Wednesday Benefits Developments – Cadillac Tax, Fiduciary Rule, ACA Reporting & More
- Here’s the text of the bill as posted on the House Document Repository site. (docs.house.gov) We think it’s the final version, but double check before you rely on it. We’ll link to the GPO version when it’s available.
- The Cadillac tax gets pushed down the road, with a new effective date of 2020 rather than 2018. It gets some new accessories as well, such as a tax deduction for employers and indexed limits. There’s also a study commissioned by the U.S. Comptroller General to look at various adjustments to reflect workforce characteristics.
- Hoped for, but missing, is any change to the DOL’s proposed fiduciary rule—either by way of delayed funding or legislative changes.
- AmeriCorps members are not employees (of AmeriCorps or the grantee) for ACA purposes. This means theres no need to distribute Form 1095 to AmeriCorp members or count them as employees for purposes of the employer mandate. See Q&A – 16.

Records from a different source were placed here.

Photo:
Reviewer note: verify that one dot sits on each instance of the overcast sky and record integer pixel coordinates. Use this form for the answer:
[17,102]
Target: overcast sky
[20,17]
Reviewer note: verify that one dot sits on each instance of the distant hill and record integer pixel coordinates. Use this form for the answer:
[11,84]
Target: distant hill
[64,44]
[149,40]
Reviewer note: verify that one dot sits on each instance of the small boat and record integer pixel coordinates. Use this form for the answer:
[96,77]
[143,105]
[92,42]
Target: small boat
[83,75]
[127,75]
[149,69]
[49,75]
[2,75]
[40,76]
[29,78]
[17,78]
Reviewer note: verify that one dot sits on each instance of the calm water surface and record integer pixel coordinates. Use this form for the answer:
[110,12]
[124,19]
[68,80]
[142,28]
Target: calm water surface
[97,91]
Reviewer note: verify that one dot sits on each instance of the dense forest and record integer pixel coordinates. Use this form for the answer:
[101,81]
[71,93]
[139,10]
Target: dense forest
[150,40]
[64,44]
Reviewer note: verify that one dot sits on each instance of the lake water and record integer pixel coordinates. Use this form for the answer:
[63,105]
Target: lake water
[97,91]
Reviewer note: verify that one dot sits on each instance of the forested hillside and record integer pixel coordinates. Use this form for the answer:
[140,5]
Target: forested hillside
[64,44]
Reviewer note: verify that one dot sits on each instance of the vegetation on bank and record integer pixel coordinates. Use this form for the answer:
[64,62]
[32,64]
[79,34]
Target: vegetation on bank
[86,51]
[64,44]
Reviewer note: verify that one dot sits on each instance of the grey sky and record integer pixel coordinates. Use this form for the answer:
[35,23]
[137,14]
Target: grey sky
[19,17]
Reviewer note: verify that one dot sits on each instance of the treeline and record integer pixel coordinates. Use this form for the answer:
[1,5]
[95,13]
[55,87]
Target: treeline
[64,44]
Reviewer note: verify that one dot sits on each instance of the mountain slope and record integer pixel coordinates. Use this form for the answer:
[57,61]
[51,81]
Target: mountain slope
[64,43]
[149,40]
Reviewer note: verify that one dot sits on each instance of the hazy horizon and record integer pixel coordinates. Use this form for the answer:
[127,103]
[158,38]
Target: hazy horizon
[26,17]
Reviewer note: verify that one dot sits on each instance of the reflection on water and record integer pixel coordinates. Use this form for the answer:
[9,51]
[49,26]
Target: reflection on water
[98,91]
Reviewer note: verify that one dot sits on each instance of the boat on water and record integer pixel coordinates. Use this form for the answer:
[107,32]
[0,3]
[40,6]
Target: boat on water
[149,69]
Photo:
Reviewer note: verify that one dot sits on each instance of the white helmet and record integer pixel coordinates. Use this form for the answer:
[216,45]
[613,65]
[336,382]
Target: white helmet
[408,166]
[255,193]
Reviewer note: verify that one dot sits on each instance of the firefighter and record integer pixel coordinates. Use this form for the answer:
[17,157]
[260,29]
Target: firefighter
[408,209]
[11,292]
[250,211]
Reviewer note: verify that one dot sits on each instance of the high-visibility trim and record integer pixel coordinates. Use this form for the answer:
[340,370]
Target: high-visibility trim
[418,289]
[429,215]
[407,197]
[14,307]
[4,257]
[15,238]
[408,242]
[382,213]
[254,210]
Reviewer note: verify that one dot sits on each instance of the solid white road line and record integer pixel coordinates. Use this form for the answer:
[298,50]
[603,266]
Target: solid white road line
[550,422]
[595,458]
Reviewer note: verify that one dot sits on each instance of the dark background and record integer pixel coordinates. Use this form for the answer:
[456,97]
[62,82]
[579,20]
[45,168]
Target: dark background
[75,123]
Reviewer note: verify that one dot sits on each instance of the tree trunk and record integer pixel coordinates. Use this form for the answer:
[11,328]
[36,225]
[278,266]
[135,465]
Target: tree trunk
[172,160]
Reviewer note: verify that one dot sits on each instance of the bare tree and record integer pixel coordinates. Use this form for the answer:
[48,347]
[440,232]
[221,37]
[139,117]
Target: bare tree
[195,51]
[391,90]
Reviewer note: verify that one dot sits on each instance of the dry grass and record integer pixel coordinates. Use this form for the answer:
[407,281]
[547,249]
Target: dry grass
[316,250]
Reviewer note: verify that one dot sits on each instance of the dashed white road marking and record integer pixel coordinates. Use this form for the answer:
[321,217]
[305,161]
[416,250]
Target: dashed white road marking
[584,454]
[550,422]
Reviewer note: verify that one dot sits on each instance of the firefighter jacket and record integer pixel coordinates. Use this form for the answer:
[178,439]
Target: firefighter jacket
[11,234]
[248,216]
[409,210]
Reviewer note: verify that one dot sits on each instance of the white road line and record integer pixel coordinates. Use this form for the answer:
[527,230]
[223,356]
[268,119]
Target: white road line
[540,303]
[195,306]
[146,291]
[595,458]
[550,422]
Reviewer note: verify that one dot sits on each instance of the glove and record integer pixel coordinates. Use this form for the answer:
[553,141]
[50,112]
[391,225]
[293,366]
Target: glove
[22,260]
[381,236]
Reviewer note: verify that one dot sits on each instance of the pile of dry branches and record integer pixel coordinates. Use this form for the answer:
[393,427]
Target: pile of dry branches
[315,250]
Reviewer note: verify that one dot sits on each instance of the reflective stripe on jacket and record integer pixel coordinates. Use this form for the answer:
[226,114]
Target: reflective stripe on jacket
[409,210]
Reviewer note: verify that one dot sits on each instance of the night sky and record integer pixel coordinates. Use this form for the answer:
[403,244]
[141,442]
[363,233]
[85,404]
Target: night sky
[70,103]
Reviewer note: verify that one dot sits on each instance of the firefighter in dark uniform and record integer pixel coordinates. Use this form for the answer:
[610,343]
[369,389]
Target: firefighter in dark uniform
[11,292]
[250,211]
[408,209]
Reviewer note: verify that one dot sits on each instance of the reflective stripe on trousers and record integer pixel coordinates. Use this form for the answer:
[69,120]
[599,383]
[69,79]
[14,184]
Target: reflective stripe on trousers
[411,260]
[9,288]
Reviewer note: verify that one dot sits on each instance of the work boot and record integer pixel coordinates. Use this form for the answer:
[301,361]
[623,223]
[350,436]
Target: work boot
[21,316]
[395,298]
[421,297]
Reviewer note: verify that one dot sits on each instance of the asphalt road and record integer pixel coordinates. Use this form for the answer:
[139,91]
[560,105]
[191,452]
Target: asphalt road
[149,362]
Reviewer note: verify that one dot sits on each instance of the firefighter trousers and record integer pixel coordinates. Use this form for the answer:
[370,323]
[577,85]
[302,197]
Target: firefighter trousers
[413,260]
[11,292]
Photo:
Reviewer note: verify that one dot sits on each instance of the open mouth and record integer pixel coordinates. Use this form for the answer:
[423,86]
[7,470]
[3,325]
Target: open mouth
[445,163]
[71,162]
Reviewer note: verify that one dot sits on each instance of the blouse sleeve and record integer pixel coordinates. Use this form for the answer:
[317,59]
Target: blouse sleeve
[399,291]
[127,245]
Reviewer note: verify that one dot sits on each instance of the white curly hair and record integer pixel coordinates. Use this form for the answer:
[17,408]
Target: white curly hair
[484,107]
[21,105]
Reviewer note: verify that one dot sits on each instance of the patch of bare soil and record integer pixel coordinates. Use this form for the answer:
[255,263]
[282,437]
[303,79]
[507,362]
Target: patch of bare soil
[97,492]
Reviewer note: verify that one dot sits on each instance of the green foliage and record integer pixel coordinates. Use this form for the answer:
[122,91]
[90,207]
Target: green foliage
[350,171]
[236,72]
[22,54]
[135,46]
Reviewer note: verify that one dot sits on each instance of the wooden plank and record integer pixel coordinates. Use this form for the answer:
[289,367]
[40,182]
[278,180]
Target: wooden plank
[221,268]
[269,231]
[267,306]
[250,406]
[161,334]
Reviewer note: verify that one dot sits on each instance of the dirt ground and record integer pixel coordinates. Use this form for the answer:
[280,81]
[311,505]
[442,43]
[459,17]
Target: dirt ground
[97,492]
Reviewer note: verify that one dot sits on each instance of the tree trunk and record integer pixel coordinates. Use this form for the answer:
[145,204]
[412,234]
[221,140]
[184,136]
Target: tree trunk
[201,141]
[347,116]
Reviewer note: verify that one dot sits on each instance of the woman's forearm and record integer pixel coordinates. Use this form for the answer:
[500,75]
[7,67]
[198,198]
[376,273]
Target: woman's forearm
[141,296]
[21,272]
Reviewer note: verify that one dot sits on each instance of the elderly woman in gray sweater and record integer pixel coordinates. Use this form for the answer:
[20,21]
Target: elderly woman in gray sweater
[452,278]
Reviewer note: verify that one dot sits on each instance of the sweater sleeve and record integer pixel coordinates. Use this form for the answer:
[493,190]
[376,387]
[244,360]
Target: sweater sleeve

- Many employers continue to classify certain inactive, disabled individuals as employees for a period of time after they leave active employment. This has raised lots of questions under ACA — both for the employer mandate and reporting purposes. The analysis for this one starts with the “hour of service” definition in the Code Section 4980H regulations. The 4980H regulations defer to regulations under ERISA for situations where an employee is entitled “hours of service” when the employee isn’t actively at work. In very broad terms, those ERISA regulations say that the employee is treated as having “hours of service” even when not actively working IF the employee is receiving certain kinds of pay. That’s where it gets confusing. Q&A – 14 gives us some guidelines around what pay results in imputed “hours of service.”
- There are imputed hours of service for the inactive employee who is receiving payments from an employer-paid disability plan.
- Those imputed hours are NOT limited to 501 hours as some had hoped.
- Disability payments attributable to disability coverage purchased with after-tax contributions DO NOT result in imputed hours.
There are more details in the guidance. See Q&A – 14.
- For now, and at least through the 2016 plan year, employer fringe benefit payments to employees pursuant to the McNamara-O’Hara Service Contract Act (“SCA”) and the Davis-Bacon Act (“DBA”) are treated as employer contributions for determining whether an employer has made an offer of affordable minimum value coverage, to the extent the payment does not exceed the amount required to satisfy the requirement to provide fringe benefit payments under the SCA or DBRA.
- Similarly, an employer may treat the fringe benefit payments as reducing the employee’s required contribution for purposes of reporting on Form 1095-C, although employers are encouraged to treat these fringe benefit payments as not reducing the employee’s required contribution for these purposes. If an employee’s required contribution is reported without reduction and the employer is contacted by the IRS concerning a potential pay or play penalty, it may show that it is entitled to relief under the new guidance.
- For purposes of receiving a premium tax credit and for the individual mandate, individual taxpayers are not required to take the fringe benefit payments into account as reducing the employee’s required contribution.
- Because employers can report a lower amount as the employee’s required contribution, employees who enrolled in coverage through the Marketplace may need additional information regarding their required employee contribution to determine whether they may claim the premium tax credit. As such, employers using the relief described above are encouraged to notify employees that they may obtain accurate information about their required contribution using the employer contact telephone number provided to the employee on Form 1095-C.